After just a few epochs of training only the classifier head (Feature Extraction), you should observe:
* *Loss Decreasing:* Both training and validation loss should generally decrease.
* *Accuracy Increasing:* Both training and validation accuracy should increase significantly from random chance (~2.7% for 37 classes). Reaching accuracies above 50% or even higher is common in this phase, demonstrating the power of the pre-trained features.
* *Speed:* This phase should be relatively fast because backpropagation only happens through the final layer.

Next lecture, we'll build on this foundation by doing the following:
1.  *Full Evaluation:* Implement more detailed evaluation metrics (Precision, Recall, F1, Confusion Matrix).
2.  *Data Augmentation:* Add techniques like random flips and crops to the training data to improve generalization.
3.  *Fine-Tuning:* Unfreeze some of the later layers of the base model and train them with a low learning rate (Differential Learning Rates).

### Homework: Feature Extraction for ResNet18 (to be completed by Wednesday, Apr 30)

**Goal:** Reinforce the complete "Feature Extraction" pipeline (data loading with normalization, model adaptation, optimizer setup, training loop) by applying it to the *second* project model (ResNet18).
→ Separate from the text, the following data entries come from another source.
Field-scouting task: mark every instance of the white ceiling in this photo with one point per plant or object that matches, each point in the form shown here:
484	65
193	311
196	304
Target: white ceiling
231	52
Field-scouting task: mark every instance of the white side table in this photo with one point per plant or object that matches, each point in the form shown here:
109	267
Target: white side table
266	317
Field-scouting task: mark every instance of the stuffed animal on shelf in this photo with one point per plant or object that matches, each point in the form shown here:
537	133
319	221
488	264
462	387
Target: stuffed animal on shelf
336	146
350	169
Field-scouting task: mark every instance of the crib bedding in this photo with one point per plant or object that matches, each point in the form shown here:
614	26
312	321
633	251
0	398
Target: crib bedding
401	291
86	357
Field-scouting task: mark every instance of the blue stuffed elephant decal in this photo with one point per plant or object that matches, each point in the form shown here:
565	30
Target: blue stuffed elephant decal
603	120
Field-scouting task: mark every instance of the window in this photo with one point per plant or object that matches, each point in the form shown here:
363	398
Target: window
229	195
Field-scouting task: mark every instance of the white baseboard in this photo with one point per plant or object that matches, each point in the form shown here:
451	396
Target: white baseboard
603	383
This ensures you have a working baseline for both models before moving to fine-tuning in Lecture 3.

**Tasks:**

1.  **Adapt Lecture 2 Code:** You should be working within this Jupyter Notebook from Lecture 2, which implemented and ran Feature Extraction for MobileNetV3 on the Pet dataset.
2.  **Target ResNet18:** Modify the "Feature Extraction Training Run" section (likely starting around Cell 8):
    * Change the `model_to_train` variable to use the `resnet18` model instance (which was already loaded and adapted earlier in this notebook).
    * Update the `model_name` variable accordingly (e.g., `"ResNet18_FeatureExtract"`).
    * Double-check that the `optimizer` is correctly configured to target *only* the trainable parameters of the modified `resnet18` model (i.e., the parameters of the new `resnet18.fc` layer). The code provided, which filters `params_to_update` based on `param.requires_grad`, should handle this correctly. Keep the loss function (`nn.CrossEntropyLoss`) and Adam learning rate (`lr=0.001`) the same as the MobileNetV3 run for a fair comparison at this stage.
3.  **Run Training:** Execute the training loop for the same number of epochs used for the MobileNetV3 demo in this lecture (e.g., 5 epochs).
4.  **Report Results:** Ensure the output cells clearly display the final training loss, training accuracy, validation loss, and validation accuracy achieved by ResNet18 after the training run completes.
5.  **Brief Comparison:** Add a short Markdown cell at the end comparing the final validation accuracy of ResNet18 (from your run) to the final validation accuracy achieved by MobileNetV3 in the lecture's demo run. Just a sentence or two noting which performed better in this initial feature extraction phase is sufficient.